Don't Sit In The Front Row is hosted by the man Jeremy Hardy memorably described as "a little ray of sleet", and attempts to combine improvised comedy with audience competition, the contestants being the folk who have done exactly what the title prohibits.

The comics must use the lives of the audience members as the raw material for their gag-smithery, but only Dee knows about them in advance. The winner is the audience member who proves to be the richest source of material.

Sky are trailing the series, whose contributors will include Frank Skinner, Sue Perkins, Dave Gorman and Phil Jupitus, as "a refreshing new format", but some may detect a passing resemblance to the vintage panel show What's My Line?

"It was terrific fun to make" says Dee, with an enthusiasm that belies his stage persona. "It's an improv show that is trying to capture the essence of interaction with the people in audience." He adds that female comedians have proved particularly adept to its demands.

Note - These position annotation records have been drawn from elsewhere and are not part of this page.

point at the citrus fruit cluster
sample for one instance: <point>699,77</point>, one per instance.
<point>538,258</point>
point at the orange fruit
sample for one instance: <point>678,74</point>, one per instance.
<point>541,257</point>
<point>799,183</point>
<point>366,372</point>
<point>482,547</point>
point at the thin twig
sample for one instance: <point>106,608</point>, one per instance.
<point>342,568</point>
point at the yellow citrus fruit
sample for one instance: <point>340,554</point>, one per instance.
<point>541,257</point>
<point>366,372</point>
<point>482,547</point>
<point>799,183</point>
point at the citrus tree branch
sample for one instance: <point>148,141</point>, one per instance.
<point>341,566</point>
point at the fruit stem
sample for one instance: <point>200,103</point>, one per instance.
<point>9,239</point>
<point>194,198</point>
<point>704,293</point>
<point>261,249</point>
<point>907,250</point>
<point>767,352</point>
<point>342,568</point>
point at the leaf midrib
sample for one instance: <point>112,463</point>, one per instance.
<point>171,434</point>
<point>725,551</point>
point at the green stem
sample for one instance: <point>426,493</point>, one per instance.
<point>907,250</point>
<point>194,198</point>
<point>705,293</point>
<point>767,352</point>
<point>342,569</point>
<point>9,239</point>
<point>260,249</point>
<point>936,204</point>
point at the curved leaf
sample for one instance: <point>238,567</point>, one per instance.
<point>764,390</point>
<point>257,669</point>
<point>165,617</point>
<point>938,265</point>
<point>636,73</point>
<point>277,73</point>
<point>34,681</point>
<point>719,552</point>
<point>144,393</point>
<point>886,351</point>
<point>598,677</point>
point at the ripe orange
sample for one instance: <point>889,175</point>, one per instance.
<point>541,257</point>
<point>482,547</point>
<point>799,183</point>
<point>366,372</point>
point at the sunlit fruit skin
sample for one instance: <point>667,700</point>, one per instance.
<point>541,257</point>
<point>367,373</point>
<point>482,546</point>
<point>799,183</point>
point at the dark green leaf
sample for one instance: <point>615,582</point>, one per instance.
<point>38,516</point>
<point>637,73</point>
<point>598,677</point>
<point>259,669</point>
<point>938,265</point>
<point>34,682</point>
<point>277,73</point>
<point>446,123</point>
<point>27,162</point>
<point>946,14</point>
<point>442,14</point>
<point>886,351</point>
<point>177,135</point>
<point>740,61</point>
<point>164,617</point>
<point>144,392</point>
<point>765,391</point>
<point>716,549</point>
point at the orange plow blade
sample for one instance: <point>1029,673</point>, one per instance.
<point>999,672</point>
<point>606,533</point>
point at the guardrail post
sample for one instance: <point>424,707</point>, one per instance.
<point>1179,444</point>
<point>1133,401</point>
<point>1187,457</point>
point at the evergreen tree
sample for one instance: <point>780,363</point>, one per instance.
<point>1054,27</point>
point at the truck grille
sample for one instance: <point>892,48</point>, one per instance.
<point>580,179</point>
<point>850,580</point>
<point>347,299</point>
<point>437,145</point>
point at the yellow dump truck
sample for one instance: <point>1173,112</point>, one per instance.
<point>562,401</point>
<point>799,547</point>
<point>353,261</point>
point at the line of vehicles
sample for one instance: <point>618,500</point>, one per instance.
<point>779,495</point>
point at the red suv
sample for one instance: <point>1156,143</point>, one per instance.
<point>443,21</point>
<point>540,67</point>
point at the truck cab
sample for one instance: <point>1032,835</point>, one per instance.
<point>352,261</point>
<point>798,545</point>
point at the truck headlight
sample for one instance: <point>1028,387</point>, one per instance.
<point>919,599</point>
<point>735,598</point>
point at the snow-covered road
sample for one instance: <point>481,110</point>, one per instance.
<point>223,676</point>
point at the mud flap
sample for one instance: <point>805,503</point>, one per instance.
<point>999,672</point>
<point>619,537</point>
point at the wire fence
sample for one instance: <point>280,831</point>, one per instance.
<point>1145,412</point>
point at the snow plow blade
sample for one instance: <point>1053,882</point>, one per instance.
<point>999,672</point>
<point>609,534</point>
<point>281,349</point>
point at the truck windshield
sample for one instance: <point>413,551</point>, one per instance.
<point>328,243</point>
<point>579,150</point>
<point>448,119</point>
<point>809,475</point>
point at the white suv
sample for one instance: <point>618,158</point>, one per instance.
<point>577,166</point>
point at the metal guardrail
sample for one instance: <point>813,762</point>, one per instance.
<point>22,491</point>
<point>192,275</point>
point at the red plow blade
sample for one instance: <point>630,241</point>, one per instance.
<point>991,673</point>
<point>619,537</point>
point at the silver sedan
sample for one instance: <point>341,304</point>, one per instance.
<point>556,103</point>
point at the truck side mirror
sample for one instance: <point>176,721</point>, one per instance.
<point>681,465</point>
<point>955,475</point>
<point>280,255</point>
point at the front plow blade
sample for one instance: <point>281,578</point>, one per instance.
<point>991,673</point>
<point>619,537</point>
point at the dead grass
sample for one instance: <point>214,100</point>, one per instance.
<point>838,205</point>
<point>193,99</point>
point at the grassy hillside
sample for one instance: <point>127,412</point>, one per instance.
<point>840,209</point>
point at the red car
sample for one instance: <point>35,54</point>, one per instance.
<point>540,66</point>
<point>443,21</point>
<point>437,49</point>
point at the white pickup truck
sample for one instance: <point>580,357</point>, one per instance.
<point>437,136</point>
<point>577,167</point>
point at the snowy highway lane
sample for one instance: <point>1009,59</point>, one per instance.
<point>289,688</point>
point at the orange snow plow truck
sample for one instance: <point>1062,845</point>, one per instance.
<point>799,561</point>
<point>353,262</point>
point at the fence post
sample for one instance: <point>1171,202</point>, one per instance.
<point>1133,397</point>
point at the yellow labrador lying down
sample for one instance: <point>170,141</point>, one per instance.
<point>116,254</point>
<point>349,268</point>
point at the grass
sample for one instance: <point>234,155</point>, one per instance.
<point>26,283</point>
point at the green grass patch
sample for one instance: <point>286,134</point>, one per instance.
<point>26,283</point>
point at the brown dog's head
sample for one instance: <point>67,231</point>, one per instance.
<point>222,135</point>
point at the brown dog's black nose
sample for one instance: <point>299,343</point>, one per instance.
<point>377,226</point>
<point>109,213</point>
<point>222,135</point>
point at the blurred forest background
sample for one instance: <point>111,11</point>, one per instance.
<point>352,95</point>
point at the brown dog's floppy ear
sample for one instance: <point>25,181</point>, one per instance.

It's understandable that Dee is in the chair. Interacting with the audience is not his style of stand-up, while he has proved himself a particularly adept chairman on BBC Radio 4's I'm Sorry I Haven't A Clue, filling the substantial shoes of the late, much-loved Humphrey Lyttleton.

Much of that show is written for him, but Dee has put his stamp on it with his own inspired touches, notably a merciless impersonation of Nicholas Parsons in the show's parody of that other Home Service stalwart, Just a Minute.

"I worked with him just the other day," says Dee, "and I've been given licence to continue."

For many, however, the big Jack Dee news is his return to stand-up for the first time in six years, on an epic tour that was in Glasgow a month ago and carries on until the second week of December.

The show, he says, just keeps expanding "once the ball is rolling", so he has a range of material from which to draw once he has a sense of what a particular night's audience enjoys.

"The key is to be a good editor of what you do, but now I can trust my instincts more. I try to keep it topical and include local stuff, because that keeps it alive for me.

"Comedy has a purpose in that it allows us to lay our fears by making some things ridiculous, but I'm there to entertain, not to shock or get people to stroke their chins."

Jack Dee is at Edinburgh Playhouse on Monday. Don't Sit In The Front Row is on Sky Atlantic at 9pm that night.